Each trial started with the lighting of a fixation LED at the center. The fixation LED stayed on for a random period between 1.5 and 2 seconds. In the gap task, there was an interval of 200 ms between the offset of the fixation point and the onset of the vergence target. The target LED was kept on for 1.5 seconds
(Fig. 1B) . In the overlap task, the fixation point remained illuminated for 200 ms after the target LED appeared. The target stayed on for another 1.5 seconds
(Fig. 1C) . Subjects were required to make a vergence to the other central target LED as rapidly and accurately as possible. A 500-ms period of darkness separated the trials. Subjects were instructed to use this period for blinks. The total mean length of each trial was approximately 4 seconds. In each block, divergence (20–40 cm or 40–150 cm) and convergence (150–40 cm or 40–20 cm) were interleaved randomly at equal rates. Each block contained 60 trials and lasted 4 minutes; each subject performed two blocks, one in the gap condition and another in the overlap condition.
A calibration sequence was performed at the beginning and the end of each block; the target made the following predictive sequence for each viewing distance: center, 5° to left, center, 10° to left, center, 5° to right, center, 10° to right, center; the target stayed at each location for 2 seconds From these recordings, we extracted calibration factors.
From the two individual calibrated eye position signals, we derived the disconjugate signal (left eye − right eye). Onset and offset of vergence eye movements were defined as the points at which the vergence velocity exceeded or dropped 5°/sec (
Fig. 2 , points “i” and “e”, respectively). The process was performed automatically by computer, and verification was made by visual inspection of individual eye position and velocity trace.

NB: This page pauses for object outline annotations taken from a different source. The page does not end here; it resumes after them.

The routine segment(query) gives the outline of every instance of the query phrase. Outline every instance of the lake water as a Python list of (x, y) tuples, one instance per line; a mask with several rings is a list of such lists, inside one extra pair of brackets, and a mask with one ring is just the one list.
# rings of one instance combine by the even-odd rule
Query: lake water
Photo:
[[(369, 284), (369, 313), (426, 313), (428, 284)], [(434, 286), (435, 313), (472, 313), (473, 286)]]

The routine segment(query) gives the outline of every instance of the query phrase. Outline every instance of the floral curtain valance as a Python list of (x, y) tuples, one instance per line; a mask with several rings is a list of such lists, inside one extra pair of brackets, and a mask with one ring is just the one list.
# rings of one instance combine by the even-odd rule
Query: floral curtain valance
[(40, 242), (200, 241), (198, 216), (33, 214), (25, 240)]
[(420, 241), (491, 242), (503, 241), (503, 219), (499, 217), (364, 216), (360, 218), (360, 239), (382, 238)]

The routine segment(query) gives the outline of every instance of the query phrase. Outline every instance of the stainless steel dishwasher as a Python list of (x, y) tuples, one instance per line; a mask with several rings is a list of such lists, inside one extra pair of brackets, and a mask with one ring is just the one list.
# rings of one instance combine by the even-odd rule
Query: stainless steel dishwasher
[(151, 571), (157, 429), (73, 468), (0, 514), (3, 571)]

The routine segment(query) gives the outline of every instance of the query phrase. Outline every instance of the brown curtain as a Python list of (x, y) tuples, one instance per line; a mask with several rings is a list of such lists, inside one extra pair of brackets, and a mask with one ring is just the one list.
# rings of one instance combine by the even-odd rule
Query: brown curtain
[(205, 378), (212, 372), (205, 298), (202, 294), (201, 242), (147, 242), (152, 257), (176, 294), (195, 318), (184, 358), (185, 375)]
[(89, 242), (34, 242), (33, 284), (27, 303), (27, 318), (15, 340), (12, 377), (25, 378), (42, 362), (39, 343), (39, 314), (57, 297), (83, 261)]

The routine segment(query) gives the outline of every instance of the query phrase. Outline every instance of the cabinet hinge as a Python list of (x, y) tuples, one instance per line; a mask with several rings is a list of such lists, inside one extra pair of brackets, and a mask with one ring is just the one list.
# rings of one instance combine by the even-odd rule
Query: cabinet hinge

For convergence and divergence, we measured the peak velocity (value “v” at the velocity trace;
Fig. 2 ), the gain (ratio of the amplitude of vergence [“i” to “e” at position trace;
Fig. 2 ] over the amplitude of the target excursion in depth), the duration, the time between “i” and “e,” the amplitude, and the duration of acceleration phase and deceleration phase (“i” to “v” and “v” to “e,” respectively, on the position trace;
Fig. 2 ).
Eye movements in the wrong direction, with latency shorter than 80 ms (anticipation), longer than 800 ms, or contaminated by blinks were rejected. Seven percent of the trials for young adults and 9% of the trials for older subjects had to be rejected based on these criteria.
Multiple analysis of variance (ANOVA) was performed on individual mean values of each parameter with the between-subjects factor age (young, elderly) and the within-subjects factors target distance (near, far) and type of vergence (convergence, divergence). Post hoc comparisons were made with the least significant differences test.